Le corps de Jean De Bernardy fut provisoirement inhumé dans le cimetière de Saint-Antonin-sur Bayon. Le 25 novembre 1945, il fut transféré à Marseille dans une chapelle ardente organisée dans la salle des dépêches de La Marseillaise (aujourd’hui, cours d’Estienne d’Orves). Les obsèques solennelles de Jean De Bernardy eurent lieu le lendemain, au cimetière Saint-Pierre de Marseille, en présence de nombreuses personnalités, représentants des associations, partis et syndicats.
Dans l’article nécrologique, cité plus haut, l’auteur regrette que Jean De Bernardy n’ait pu assister à l’occupation de l’imprimerie du Petit Marseillais par les communistes et indique qu’après sa mort, sa famille se trouvait dans une situation précaire.
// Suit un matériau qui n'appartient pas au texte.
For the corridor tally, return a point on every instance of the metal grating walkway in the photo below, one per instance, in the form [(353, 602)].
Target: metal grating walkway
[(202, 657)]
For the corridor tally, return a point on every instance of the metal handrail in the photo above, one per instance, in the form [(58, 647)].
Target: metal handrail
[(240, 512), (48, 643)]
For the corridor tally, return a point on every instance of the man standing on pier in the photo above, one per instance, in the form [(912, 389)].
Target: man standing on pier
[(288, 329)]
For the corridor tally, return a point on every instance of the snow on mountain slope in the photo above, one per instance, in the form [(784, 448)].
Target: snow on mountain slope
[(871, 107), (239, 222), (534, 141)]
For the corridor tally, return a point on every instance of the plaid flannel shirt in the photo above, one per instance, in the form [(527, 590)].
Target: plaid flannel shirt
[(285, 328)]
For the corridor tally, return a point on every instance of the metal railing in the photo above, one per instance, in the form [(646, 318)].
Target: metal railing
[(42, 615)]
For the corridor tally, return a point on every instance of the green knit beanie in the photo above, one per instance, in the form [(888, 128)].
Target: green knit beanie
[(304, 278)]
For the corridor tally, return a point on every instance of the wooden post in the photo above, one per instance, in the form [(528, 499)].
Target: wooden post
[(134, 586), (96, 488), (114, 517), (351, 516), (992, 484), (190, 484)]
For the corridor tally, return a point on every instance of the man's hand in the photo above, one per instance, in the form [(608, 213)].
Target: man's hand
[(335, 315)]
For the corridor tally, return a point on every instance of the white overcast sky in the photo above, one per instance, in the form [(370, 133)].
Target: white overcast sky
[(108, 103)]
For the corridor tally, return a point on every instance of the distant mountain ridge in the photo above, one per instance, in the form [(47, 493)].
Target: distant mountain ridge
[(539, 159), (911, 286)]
Jean De Bernardy obtint la mention « Mort pour la France » et fut homologué sous-lieutenant. A Marseille, son nom fut donné à la rue Thomas. Il est gravé sur le mémorial érigé à Saint-Antonin-sur-Bayon, où, tous les ans, une cérémonie commémore le massacre du 16 juin 1944. Il figure également, à Aix, sur le mémorial de la place des Martyrs de la Résistance, « La ville d’Aix-en-Provence à ses morts déportés et fusillés », et sur le monument « Aux Héros de la Résistance - aux Martyrs de la Libération » du cimetière Saint-Pierre. Une plaque « Le Front national et La Marseillaise aux camarades tombés pour la Libération de Marseille et pour la France », apposée dans le hall d’entrée du quotidien La Marseillaise , à Marseille, associe Jean De Bernardy, Mala Kriegel* et Léon Paranque.
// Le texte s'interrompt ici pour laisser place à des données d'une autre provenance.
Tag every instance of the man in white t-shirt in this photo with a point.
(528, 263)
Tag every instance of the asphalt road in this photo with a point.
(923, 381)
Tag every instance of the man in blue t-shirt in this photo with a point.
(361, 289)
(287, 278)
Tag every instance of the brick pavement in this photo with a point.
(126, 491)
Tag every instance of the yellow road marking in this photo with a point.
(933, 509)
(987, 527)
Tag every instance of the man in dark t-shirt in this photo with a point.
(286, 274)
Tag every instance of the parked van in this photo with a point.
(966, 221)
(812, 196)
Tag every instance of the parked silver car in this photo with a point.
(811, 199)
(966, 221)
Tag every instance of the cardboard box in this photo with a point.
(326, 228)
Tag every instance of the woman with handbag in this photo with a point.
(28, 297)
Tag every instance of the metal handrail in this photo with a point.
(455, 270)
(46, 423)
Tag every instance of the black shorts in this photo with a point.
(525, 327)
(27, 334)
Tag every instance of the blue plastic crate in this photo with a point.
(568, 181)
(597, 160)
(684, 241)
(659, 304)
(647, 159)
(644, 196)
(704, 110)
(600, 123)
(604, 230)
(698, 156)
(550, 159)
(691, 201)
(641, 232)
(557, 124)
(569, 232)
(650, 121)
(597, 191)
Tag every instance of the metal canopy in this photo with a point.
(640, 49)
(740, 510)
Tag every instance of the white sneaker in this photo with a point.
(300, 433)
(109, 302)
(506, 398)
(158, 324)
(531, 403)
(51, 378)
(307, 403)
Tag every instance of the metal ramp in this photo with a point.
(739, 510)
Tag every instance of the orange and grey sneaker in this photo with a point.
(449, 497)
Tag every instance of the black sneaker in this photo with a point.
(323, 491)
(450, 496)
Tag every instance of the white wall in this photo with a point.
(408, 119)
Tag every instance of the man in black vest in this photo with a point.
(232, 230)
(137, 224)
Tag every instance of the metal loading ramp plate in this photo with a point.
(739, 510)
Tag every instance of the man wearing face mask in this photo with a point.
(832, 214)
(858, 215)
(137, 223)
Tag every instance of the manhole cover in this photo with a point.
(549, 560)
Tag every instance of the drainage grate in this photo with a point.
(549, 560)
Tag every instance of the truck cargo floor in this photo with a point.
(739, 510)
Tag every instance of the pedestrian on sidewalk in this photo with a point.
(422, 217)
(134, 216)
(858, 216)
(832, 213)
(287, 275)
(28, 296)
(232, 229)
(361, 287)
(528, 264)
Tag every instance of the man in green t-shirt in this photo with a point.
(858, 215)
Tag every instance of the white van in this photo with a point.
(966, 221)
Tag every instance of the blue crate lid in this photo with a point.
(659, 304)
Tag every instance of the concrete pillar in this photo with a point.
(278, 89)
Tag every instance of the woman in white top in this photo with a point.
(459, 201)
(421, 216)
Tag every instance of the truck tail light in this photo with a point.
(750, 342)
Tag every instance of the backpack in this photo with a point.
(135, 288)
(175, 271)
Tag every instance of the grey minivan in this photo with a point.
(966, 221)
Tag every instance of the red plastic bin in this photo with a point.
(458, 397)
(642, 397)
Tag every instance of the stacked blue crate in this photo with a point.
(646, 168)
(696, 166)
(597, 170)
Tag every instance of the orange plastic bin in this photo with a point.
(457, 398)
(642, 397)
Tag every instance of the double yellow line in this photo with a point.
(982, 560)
Voir Saint-Antonin-sur-Bayon, lieu d’exécutions
Sources

SOURCES : AVCC Caen 21P 20947. — Arch. Dép. Bouches-du-Rhône, M6/11156 A, M6/11248 bis (anciennes cotes). — Arch. Dep. Bouches-du-Rhône, 76W129, rapport du commandant de la section de gendarmerie d’Aix sur une opération de nettoyage entreprise par les troupes allemandes contre les groupes de résistants de la région de Saint-Antonin, 17 juin 1944. — Arch. Mun. Saint-Antonin-sur-Bayon, dossier concernant les FFI morts pour la France, décès 1944. — Arch. Mun. Aix-en-Provence, 6H57, 6H58, 6H61. — Arch. Mun. Marseille, listes électorales de 1937. — Arch. ANACR Aix-en-Provence. — Entretiens avec Christiane De Bernardy, André Claverie et Raymond Camus. — Rouge-Midi, 25 août 1944. — La Marseillaise, 11 novembre 1944, 26 juin 1945, 27 novembre 1945 — Midi-Soir, lundi 25 juin 1945 — Jean-Maurice Claverie, La Résistance, notre combat, Histoire des FTPF du pays d’Aix, Beaurecueil, Ed Au seuil de la vie, 1991. — Robert Mencherini, Résistance et Occupation, 1940-1944, Midi rouge, Ombres et lumières. Histoire politique et sociale de Marseille et des Bouches-du-Rhône, 1930 - 1950, tome 3, Paris, Syllepse, 2011. — Jean-Claude Pouzet, La Résistance mosaïque, Marseille, Jeanne Laffitte, 1990. — Renseignements communiqués par Marcel Bernard et par Honoré Ruzzettu, ancien secrétaire du syndicat du Livre des Bouches-du-Rhône (CGT). — État-civil.

Iconographie
ICONOGRAPHIE : Une photo agrandie de Jean De Bernardy est apposée sur un mur du local du Syndicat des typographes et des linotypistes, rue Fortia, à Marseille.